Actually, I’d say that middle school was a defining point in my life. It set me up to be the person I am today. Both good and bad.
I won’t go into detail, but I have tons of unresolved issues with that time. Heck, for my writing class in community college, we were told to write a piece of creative non-fiction. Lacking in any other ideas, I wrote about an experience in the 8th grade. I remember personifying the mental and emotional changes brought about by puberty as the goddess Astartes. I thought it was a fun idea.
I do have periodic dreams about middle school. Sometimes I’m of the correct age, and am trying to make friends. Sometimes I’m an adult in middle school and am trying to get out.
Sometimes I’m around my old classmates, trying to apologize for past behaviors. Considering that I had to leave behind the kids who I grew up with in highschool, beginning an anguished journey in world full of uncaring strangers, seeing them at all is a welcomed sight, even if the interactions are less than positive.
Unfortunately, the kids in the dream were not them. They were strangers; just kids. That’s why I told them to leave.
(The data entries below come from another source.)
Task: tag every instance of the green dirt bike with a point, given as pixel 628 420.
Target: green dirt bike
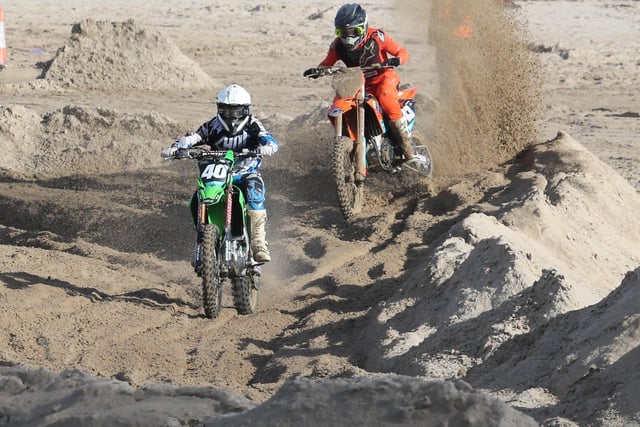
pixel 223 243
pixel 363 140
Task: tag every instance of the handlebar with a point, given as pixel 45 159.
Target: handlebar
pixel 322 71
pixel 202 153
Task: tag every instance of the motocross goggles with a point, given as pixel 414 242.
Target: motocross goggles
pixel 233 112
pixel 350 31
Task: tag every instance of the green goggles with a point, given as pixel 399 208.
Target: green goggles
pixel 350 31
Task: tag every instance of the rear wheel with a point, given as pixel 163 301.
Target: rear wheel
pixel 349 193
pixel 211 280
pixel 245 293
pixel 425 167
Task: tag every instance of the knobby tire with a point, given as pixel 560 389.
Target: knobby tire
pixel 349 197
pixel 211 280
pixel 245 293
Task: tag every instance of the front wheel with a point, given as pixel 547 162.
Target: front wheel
pixel 211 280
pixel 349 192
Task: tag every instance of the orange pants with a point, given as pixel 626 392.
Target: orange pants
pixel 387 93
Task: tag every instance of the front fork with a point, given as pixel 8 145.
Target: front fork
pixel 359 152
pixel 197 253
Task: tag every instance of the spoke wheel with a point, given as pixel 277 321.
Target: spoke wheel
pixel 211 280
pixel 349 194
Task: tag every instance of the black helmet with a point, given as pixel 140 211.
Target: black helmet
pixel 351 24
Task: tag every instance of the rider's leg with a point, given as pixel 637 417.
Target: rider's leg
pixel 255 190
pixel 387 95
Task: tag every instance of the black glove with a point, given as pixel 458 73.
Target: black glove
pixel 392 62
pixel 312 73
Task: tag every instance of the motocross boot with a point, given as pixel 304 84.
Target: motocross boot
pixel 259 235
pixel 401 135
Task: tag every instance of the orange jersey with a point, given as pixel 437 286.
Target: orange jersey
pixel 375 49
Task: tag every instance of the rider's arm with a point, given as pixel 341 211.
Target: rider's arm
pixel 389 45
pixel 332 56
pixel 264 136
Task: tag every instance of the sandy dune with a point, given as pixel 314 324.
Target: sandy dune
pixel 504 290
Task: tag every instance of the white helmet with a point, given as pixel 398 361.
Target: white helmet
pixel 234 104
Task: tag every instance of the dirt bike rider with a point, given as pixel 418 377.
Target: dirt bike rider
pixel 358 45
pixel 234 128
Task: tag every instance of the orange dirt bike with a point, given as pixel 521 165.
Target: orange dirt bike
pixel 363 139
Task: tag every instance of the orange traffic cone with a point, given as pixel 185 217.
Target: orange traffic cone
pixel 3 46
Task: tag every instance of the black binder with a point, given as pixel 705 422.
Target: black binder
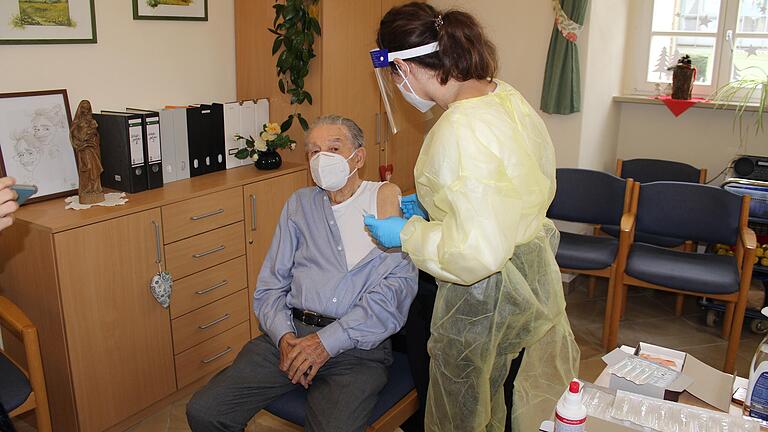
pixel 122 151
pixel 197 134
pixel 216 143
pixel 153 152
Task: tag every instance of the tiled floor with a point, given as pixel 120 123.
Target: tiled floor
pixel 649 318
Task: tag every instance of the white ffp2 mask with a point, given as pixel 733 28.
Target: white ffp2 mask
pixel 330 171
pixel 411 97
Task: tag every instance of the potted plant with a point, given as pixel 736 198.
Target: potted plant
pixel 743 93
pixel 263 149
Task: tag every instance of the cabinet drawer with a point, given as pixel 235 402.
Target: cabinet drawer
pixel 210 355
pixel 205 250
pixel 208 321
pixel 206 287
pixel 198 215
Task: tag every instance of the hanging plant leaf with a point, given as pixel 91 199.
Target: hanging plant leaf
pixel 304 123
pixel 287 124
pixel 277 44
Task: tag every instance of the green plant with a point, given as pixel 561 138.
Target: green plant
pixel 741 94
pixel 295 28
pixel 271 138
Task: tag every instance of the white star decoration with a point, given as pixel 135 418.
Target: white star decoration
pixel 751 50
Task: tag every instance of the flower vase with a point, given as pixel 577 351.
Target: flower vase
pixel 268 160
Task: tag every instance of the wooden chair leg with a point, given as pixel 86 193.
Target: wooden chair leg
pixel 679 303
pixel 623 303
pixel 735 338
pixel 728 320
pixel 619 302
pixel 609 301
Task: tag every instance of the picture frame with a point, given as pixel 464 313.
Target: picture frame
pixel 25 22
pixel 35 147
pixel 170 10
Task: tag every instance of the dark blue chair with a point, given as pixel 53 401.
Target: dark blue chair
pixel 701 213
pixel 22 390
pixel 596 198
pixel 397 400
pixel 654 170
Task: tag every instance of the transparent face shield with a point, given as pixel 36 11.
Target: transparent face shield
pixel 397 108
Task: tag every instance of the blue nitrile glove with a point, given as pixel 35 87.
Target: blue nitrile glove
pixel 386 231
pixel 411 206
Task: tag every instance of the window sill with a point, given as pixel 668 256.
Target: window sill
pixel 647 100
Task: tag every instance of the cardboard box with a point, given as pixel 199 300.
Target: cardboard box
pixel 693 376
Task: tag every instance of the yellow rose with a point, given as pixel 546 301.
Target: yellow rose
pixel 273 128
pixel 261 145
pixel 266 136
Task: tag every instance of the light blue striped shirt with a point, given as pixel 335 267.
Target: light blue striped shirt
pixel 306 268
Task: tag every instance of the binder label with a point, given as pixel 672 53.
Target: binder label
pixel 137 142
pixel 153 140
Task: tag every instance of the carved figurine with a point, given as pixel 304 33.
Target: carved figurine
pixel 85 140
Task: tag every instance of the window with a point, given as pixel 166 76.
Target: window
pixel 727 40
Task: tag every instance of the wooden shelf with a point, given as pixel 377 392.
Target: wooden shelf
pixel 53 217
pixel 649 100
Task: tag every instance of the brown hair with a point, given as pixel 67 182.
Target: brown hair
pixel 465 53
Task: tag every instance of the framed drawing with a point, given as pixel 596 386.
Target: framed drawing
pixel 47 22
pixel 187 10
pixel 34 142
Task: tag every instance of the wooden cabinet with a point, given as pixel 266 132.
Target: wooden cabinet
pixel 110 350
pixel 263 205
pixel 118 336
pixel 341 80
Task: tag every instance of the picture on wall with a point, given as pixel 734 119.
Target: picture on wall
pixel 189 10
pixel 35 147
pixel 47 22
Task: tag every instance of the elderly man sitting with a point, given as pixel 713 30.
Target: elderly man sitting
pixel 327 299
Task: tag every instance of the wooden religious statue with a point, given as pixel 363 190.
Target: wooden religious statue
pixel 85 140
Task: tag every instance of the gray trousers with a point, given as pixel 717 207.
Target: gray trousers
pixel 340 399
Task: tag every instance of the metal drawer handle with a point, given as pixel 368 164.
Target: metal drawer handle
pixel 207 290
pixel 206 253
pixel 219 355
pixel 207 215
pixel 214 322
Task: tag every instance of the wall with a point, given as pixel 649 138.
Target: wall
pixel 702 137
pixel 145 64
pixel 601 65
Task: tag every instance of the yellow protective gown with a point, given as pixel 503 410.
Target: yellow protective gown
pixel 486 176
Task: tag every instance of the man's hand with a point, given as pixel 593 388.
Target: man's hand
pixel 8 203
pixel 307 356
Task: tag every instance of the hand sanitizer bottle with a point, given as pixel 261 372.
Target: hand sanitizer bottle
pixel 570 414
pixel 756 402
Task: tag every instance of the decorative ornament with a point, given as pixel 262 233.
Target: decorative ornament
pixel 683 76
pixel 85 140
pixel 568 28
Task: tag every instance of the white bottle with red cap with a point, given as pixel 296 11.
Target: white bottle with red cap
pixel 570 414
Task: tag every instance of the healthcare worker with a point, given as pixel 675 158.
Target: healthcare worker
pixel 485 176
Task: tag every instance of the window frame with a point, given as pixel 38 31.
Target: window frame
pixel 725 42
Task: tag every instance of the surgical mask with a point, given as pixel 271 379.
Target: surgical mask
pixel 330 171
pixel 411 97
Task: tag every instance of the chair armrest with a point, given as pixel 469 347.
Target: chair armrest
pixel 628 223
pixel 748 238
pixel 12 318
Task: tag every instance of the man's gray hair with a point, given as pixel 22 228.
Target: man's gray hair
pixel 353 130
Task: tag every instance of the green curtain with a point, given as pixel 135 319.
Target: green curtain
pixel 562 78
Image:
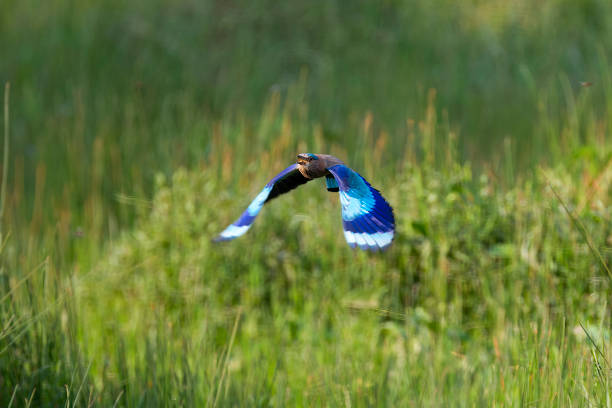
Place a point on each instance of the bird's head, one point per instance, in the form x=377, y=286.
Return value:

You might say I’m jealous of my little cousin because she’s entered that part of life. Though another part of me wants to connect. I mean, we are family. However, I only started knowing her three years ago, and even then we have nothing in common. Plus she’s never showed interest anyway.
At the moment, I’m in a community college that has a lot of early college students. Basically teens, and I don’t know who is who. I am so afraid of them, I walked out of a writing group because one girl among us 4 was 15. And I write 18+. So, no thanks. Not might as well be a middle school.
I’ve asked the forum about using Magick to go back in time, or de-age myself, and would still love to do that. I’d love to be a teen again, but because I’m not I don’t want anything to do with them.
So, yes, lots of unresolved stuff, and lack of knowledge on how to solve it.
Loki could be referring to pushing me into a situation to force me to get passed my anxiety. Though I’m not sure what that’d look like. Not too long ago, I brought some poems into the writing group, and was accused of sexism because of that Aphrodite poem. It ended by saying “I will follow Hermes for he is thrice great.”. How that could be considered sexist is beyond me. I feel like every time I open up, I get punished. So, I don’t know what Loki plans on doing or when. But I could use a break from the routine monotony.
I’d be completely fine with whatever he’s proposing if I felt better equipped for the situation. But I’m not. I’m barely equipped for community college. And I’m praying to Odin for his aid in that matter.
I’m really just a complex mess of emotions, thoughts, and feelings with more avenues to express them than sort them out.